Space is the Place
Installation Process – Full documentation soon.
A Particular Score III, currently on view at Mudac as part of the exhibition “Space is the Place – Cosmos. Design from Here and Beyond”.
A Particular Score III,
particle detector, quartz crystal tubes, aluminum, solenoids, electronics.
Cosmic rays are highly energetic forms of radiation, produced by the Sun but also far outside the Solar System, some even from distant galaxies. Upon impact with the Earth’s atmosphere, cosmic ray particles produce showers of secondary particles that reach the surface of our planet, to the tune of about 10’000 particles per square meter every minute. In effect there is an invisible cosmic flux that baths all of our surroundings.

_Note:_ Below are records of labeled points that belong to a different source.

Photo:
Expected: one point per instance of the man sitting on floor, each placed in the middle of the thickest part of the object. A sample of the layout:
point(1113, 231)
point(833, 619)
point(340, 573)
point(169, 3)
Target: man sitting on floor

The installation “A Particular Score” makes the impact of these particles tangible—through sound—in a given place and in real-time. When a particle hits the detector, the installation reacts by knocking on one of the 12 quartz crystal tubes, forming an unpredictable sequence of audible tones. The score thus progresses irregularly, randomly with each impact as the installation surveys this cosmic stream. It renders perceptible a phenomena that surrounds us yet go beyond us.
Originally commissioned by Bienal da Maia, Porto, Portugal.

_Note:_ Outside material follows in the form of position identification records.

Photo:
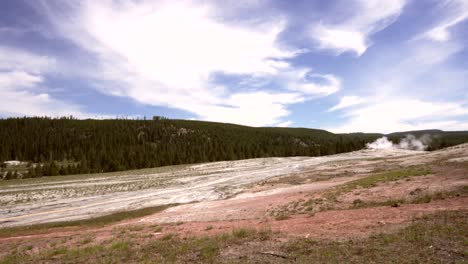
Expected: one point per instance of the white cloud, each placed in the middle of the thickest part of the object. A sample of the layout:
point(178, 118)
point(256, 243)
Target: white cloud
point(21, 77)
point(18, 79)
point(352, 34)
point(284, 124)
point(391, 115)
point(12, 59)
point(309, 83)
point(167, 53)
point(347, 101)
point(459, 13)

Adapted for the exhibition Cosmos at Grand Hornu, Belgium.
Adapted during the residency “Arts at CERN” for mudac.
mudac presents Space is the place, a programme that focuses on the complex relationship between the cosmos and our planet. Bringing together the work of designers, artists and science fiction writers, as well as a wide range of stakeholders in these issues, the programme includes two exhibitions, three publications and a series of events.
Cosmos. Design from Here and Beyond
Black holes, dark matter, nebulae, exoplanets, gravitational waves, the Big Bang, the multiverse… The countless cosmic objects and phenomena that make up our universe are sources of inspiration for literature, music, visual and performing arts… Design is no exception to this fascination.

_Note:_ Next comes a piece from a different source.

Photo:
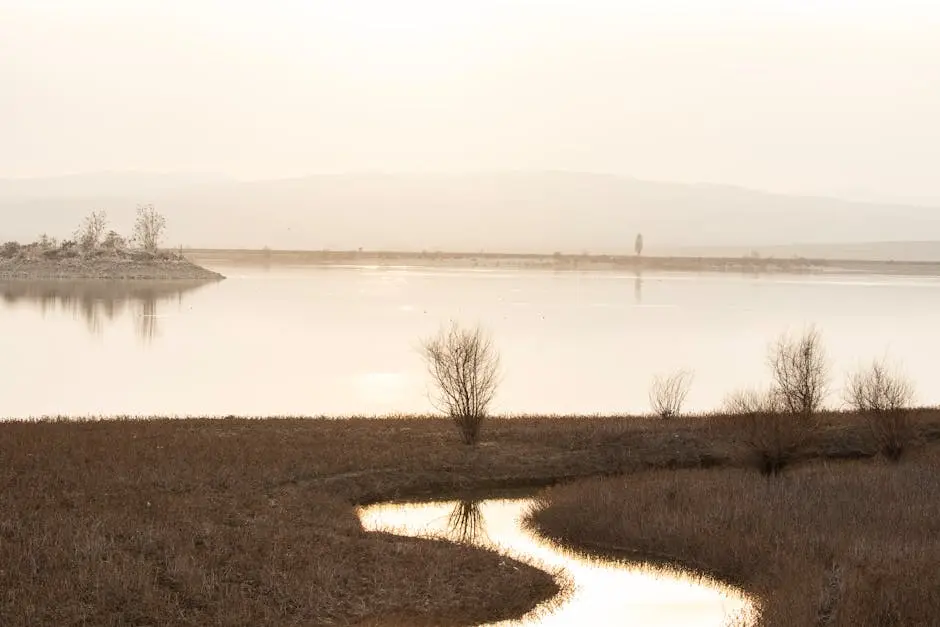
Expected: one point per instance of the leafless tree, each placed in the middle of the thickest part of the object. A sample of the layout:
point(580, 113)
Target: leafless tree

Since the dawn of humanity, the universe has been an inexhaustible source of wonder. What is our place in this immense expanse of space, whose origins date back 13.8 billion light years ? How did cosmic evolution unfold ? Are we alone ? Why does the universe exist ?
Cosmos, an exhibition produced and presented in 2021 and 2022 at the CID – Grand Hornu in Belgium, unveils the work of designers who have, in conceptual, technical or poetic ways, questioned the architecture of the universe and the hidden laws of physics that govern it. From Einstein’s theory of relativity to quantum theory, from gravity to the nature of space and time, from the micro to the macro, the modern image of the cosmos is embodied in various design and architectural projects that take us far beyond its scientific roots, bearing witness to its mysteries and beauty.